Namun ada hal lain yang ingin Tuhan ajarkan pada Yunus. Kalimat yang mengatakan bahwa orang Niniwe tidak tahu antara tangan kanan dan tangan kiri menjadi bukti penting karena dibaliknya mengandung arti bahwa mereka kurang pengetahuan. Kurang–nya pengetahuan ini yang mungkin menyebabkan mereka membuat keputusan yang jahat. Itulah sebabnya ketika Yunus memberitahu Firman Tuhan tentang penghukuman Niniwe di pasal 3, mereka kemudian bertobat.
Setelah semuanya itu tidak ada lagi tanggapan ataupun bantahan dari Yunus.
Dan memang Bapak Ibu sdr Jemaat GKI Filadelfia Abepantai, tidak ada seorang pun yang bisa berbantah–bantahan tentang kasih karunia Tuhan, kebaikan Tuhan, tidak seorang pun yang bisa protes akan keputusan Anugerah yang Tuhan mau berikan kepada siapa saja yang mau ia beri. KarenaIa adalah Tuhan yang penuh dengan kasih karunia.
Aplikasi:
Penggalian terhadap kisah Yunus ini membawa kita bercermin tentang diri kita di hadapan Tuhan. Dari dalamnya kita melihat tentang sosok diri yang sombong dan angkuh, yang “manja”–mengambek demi kenyamanan diri sendiri, yang tegar tengkuk, bebal tak jua mengerti didikan yang sudah bagitu banyak diberikan melalui pengalaman pribadi yang berlimpah–diri yang tidak tahu bersyukur atas pertolongan yang begitu nyata-nyatanya sudah dialami oleh diri sendiri, diri yang berontak terhadap TUHAN–tidak mau diatur hidupnya oleh campur tangan Tuhan, tapi sebenarnya juga tidak sanggup hidup tanpa campur tangan Tuhan, diri yang miskin hati, tak mampu memberikan kesempat bagi orang lain untuk bertobat.

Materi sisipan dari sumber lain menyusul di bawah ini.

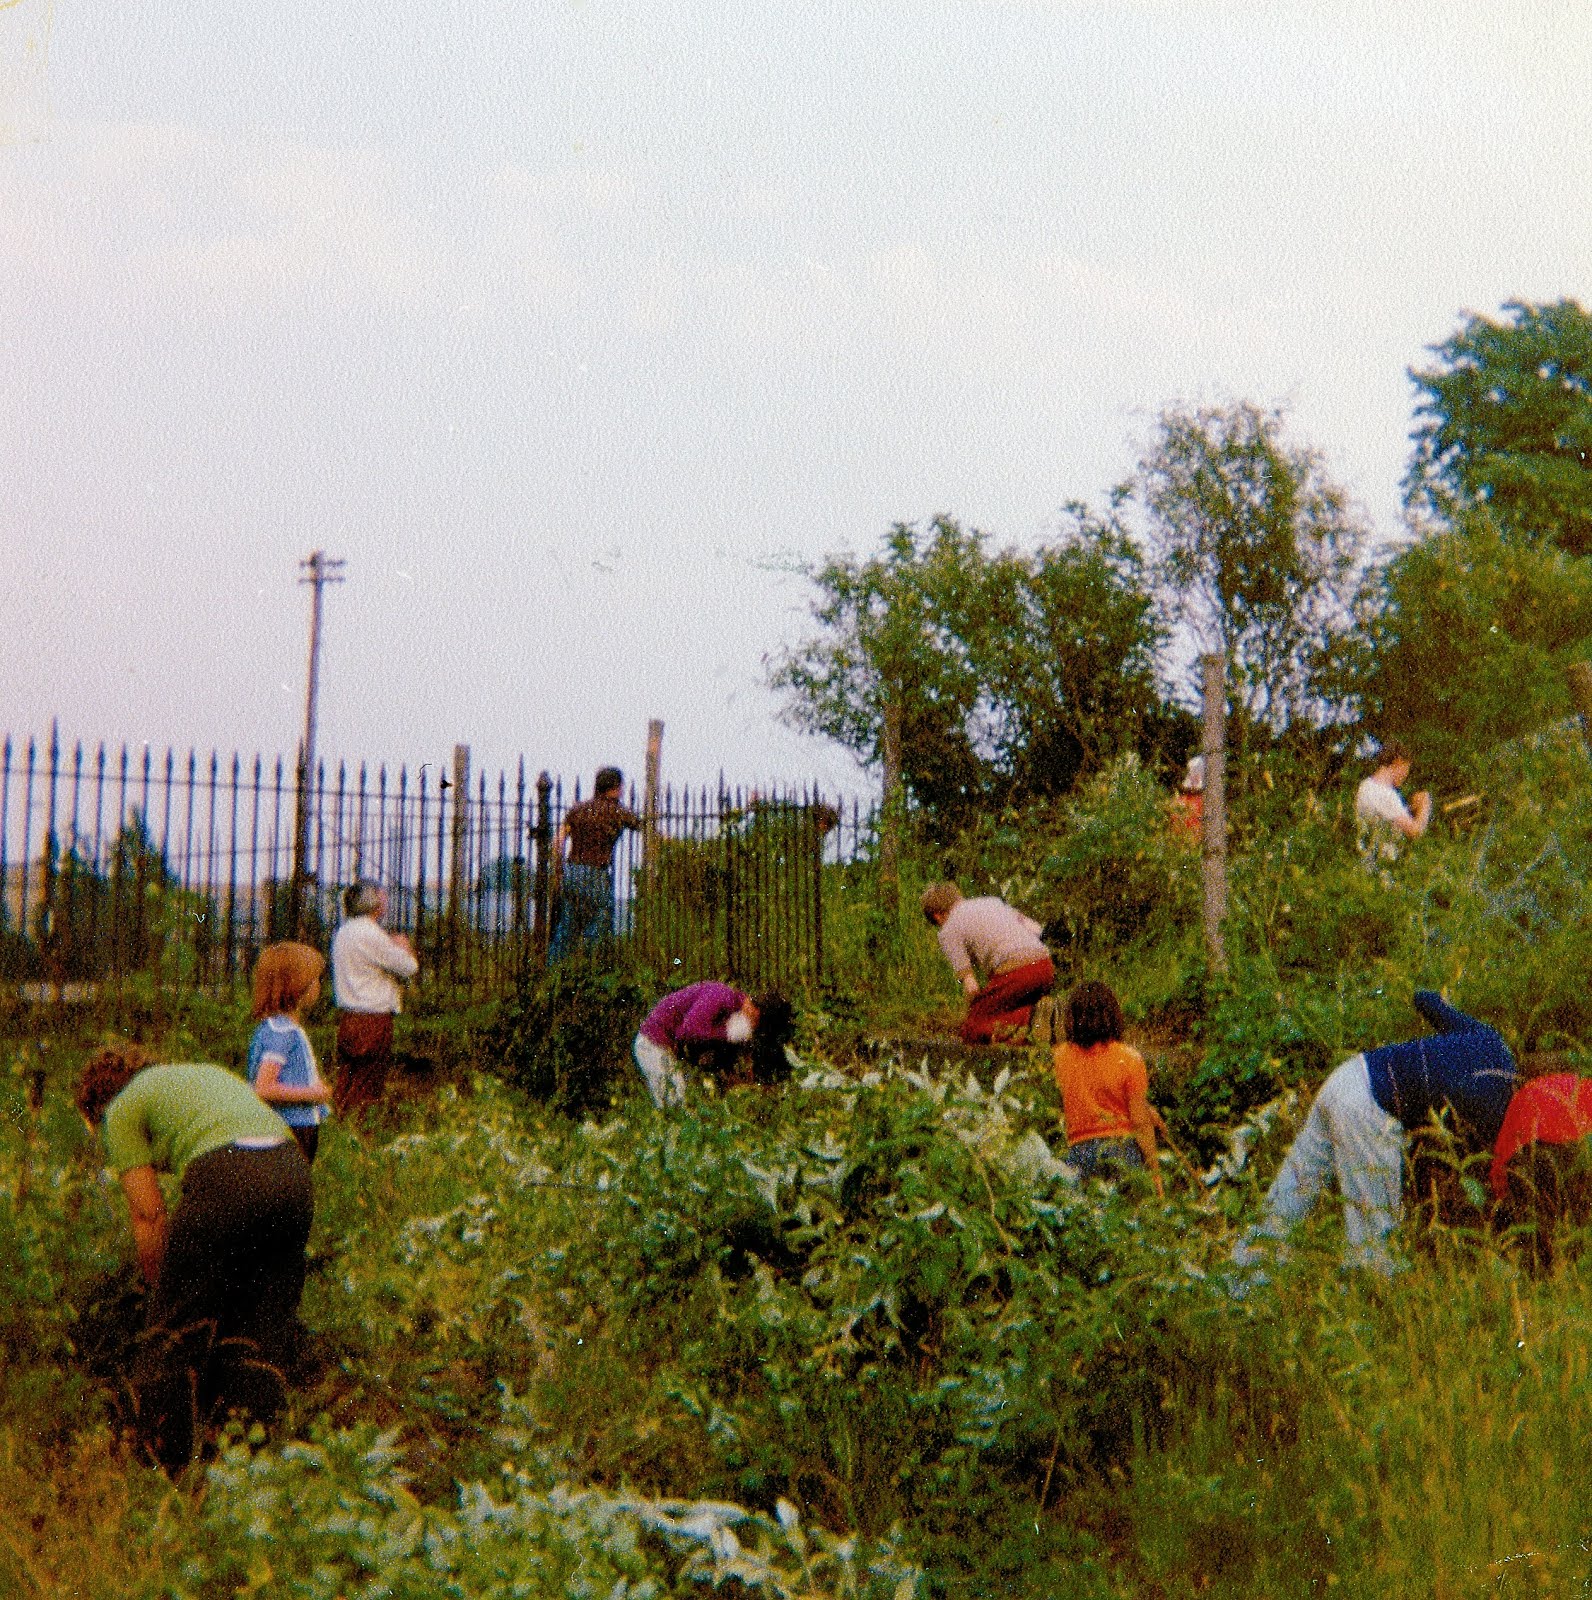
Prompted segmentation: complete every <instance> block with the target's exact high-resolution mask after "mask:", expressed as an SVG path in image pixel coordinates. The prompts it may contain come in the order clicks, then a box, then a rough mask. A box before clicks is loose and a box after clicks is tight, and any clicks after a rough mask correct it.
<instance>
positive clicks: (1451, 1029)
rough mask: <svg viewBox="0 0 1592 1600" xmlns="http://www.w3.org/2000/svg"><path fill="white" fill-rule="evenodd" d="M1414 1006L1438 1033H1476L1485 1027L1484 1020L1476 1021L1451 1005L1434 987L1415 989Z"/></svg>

Tuhan ingin kita berubah dan terus bertumbuh. Jika pada hari ini ada teguran yang Tuhan berikan melalui alur dan penggalian kisah Yunus ini, dengarkanlah Dia dan patuhlah pada kehendaknya. Hendaklah hati dan tingkah hidup nyata kita sepadan/selaras dengan kehendakNya.